Je nach Wert des AQI gibt es dann verschiedene Luftqualitäten - es gibt Excellent (Exzellent), Good (Gut), Slightly Polluted (Leicht verschmutzt), Moderately Polluted (Mäßig verschmutzt), Heavily Polluted (Stark verschmutzt), Unhealthy (Ungesund), Hazardous (Verseucht) und Beyond Index (Nicht mehr meßbar). Ab der Stufe Mäßig Verschmutzt gilt die Empfehlung Aktivitäten im Freien zu vermeiden (besonders für Kinder), bei allen darüberliegenden Stufen wird ausserdem noch das Tragen von Masken und das Einschalten von Luftreinigern empfohlen.

Der Unterschied zwischen stark verschmutzter  und guter Luft sind bei uns aus dem Küchenfenster schauend so aus (folgt sobald es mal wieder gute Luft gibt)

Wie bereits erwähnt sind wir leider in einer Umgebung die stärker von Luftverschmutzung betroffen ist. Unter den TOP10 Städten mit den höchsten durchschnittlichen AQI in China befinden sich allein 7 aus der Provinz Hebei. Tianjin steht auf Platz 23 und Peking auf Rang 27 von 193 gemessenen Städten in China.

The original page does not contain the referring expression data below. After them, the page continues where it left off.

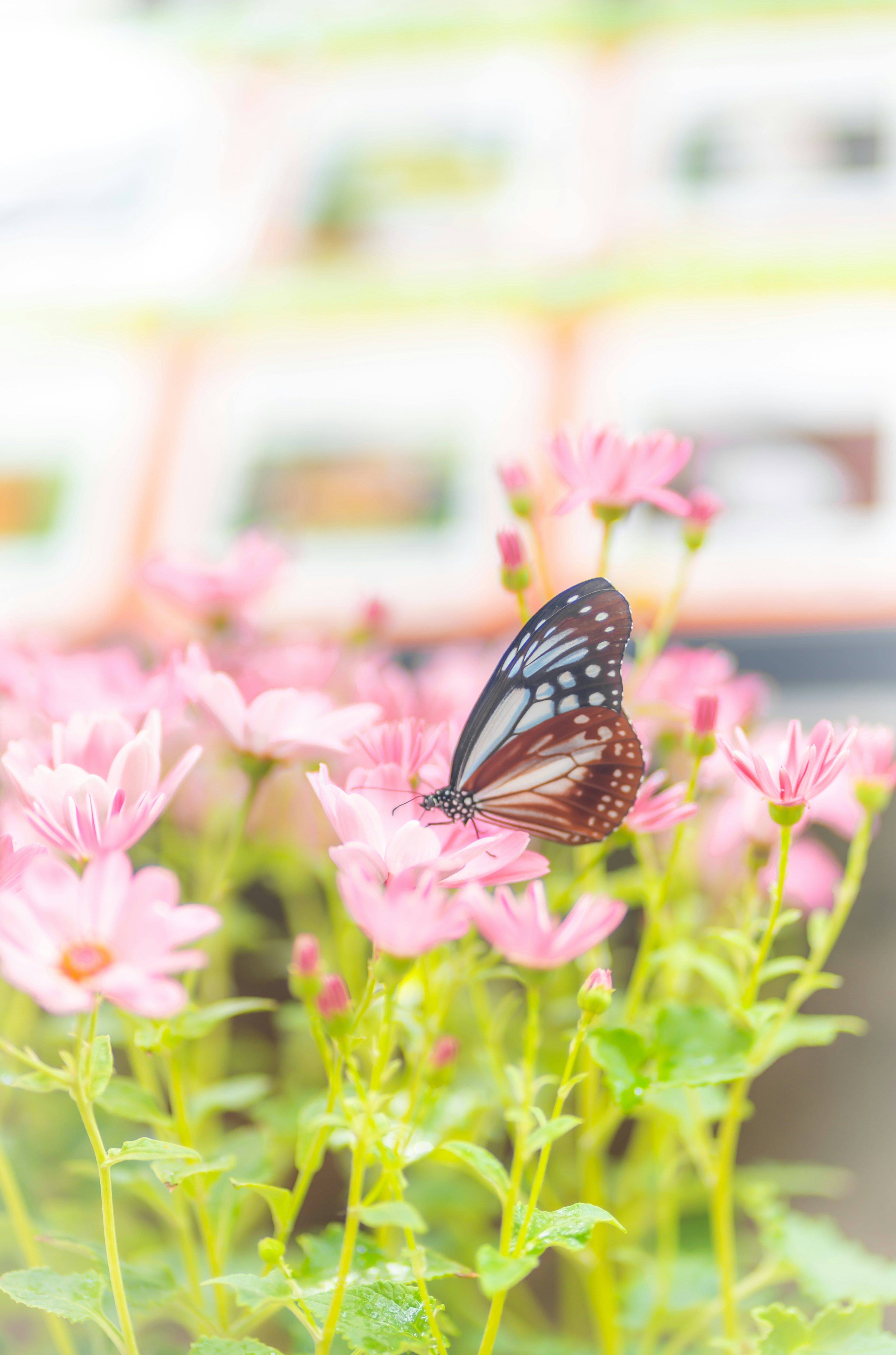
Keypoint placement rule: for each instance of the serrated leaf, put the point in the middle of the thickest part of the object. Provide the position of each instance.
(257, 1291)
(814, 1032)
(382, 1319)
(836, 1331)
(101, 1067)
(480, 1162)
(173, 1174)
(551, 1132)
(75, 1297)
(129, 1101)
(499, 1273)
(148, 1151)
(832, 1266)
(697, 1047)
(199, 1021)
(232, 1094)
(278, 1201)
(570, 1227)
(392, 1213)
(621, 1053)
(223, 1346)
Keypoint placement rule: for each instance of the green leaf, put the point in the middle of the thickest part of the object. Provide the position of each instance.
(382, 1319)
(232, 1094)
(173, 1174)
(551, 1132)
(621, 1053)
(148, 1151)
(199, 1021)
(221, 1346)
(257, 1291)
(570, 1227)
(697, 1047)
(832, 1266)
(480, 1162)
(499, 1273)
(129, 1101)
(278, 1201)
(101, 1067)
(837, 1331)
(812, 1030)
(394, 1213)
(75, 1297)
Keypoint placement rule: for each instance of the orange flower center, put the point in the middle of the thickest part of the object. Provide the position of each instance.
(83, 960)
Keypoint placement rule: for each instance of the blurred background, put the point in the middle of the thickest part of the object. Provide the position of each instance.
(319, 265)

Im März hatten wir jetzt rund 5 Tage mit starker Verschmutzung, heute war es im April der erste.

In den Medien präsent - sowohl in China als auch im Ausland - ist das Thema besonders seit der sog. "Aircopalypse" in Peking im Januar 2013 als sich dort der AQI über Wochen über 500 ("Beyond Index") bewegte. Die Feinstaubbelastung während dieser Zeit in Peking lag um 16% höher als in einer durchschnittlichen Raucherlounge in einem Flughafen. Das ist nicht schön.

Die Luftverschmutzung und besonders die Feinstaubbelastung äussert sich besonders in einer erhöhten Anfälligkeit für Herz-/Kreislauferkrankungen. Es gibt da zahlreiche Studien zu - so hat man rausgefunden, dass ein Nordchinese eine im Durschnitt 5,5 Jahre kürzere Lebenserwartung hat als ein Südchinese, da im Norden mehr mit Kohle geheizt wird. Die Fruchtbarkeit der Chinesischen Männer leidet unter der schlechten Luft und die Häufigkeit von Ambulanzbesuchen in den Kliniken ist an Smog Tagen deutlich erhöht.

Bisher zeigen weder wir noch die Kinder irgendwelchen akuten Reaktionen, aber insbesondere die Luftverschmutzung ist für mich ein klarer Beweggrund dafür, dass unser Aufenthalt hier ganz sicher nur befristet sein kann.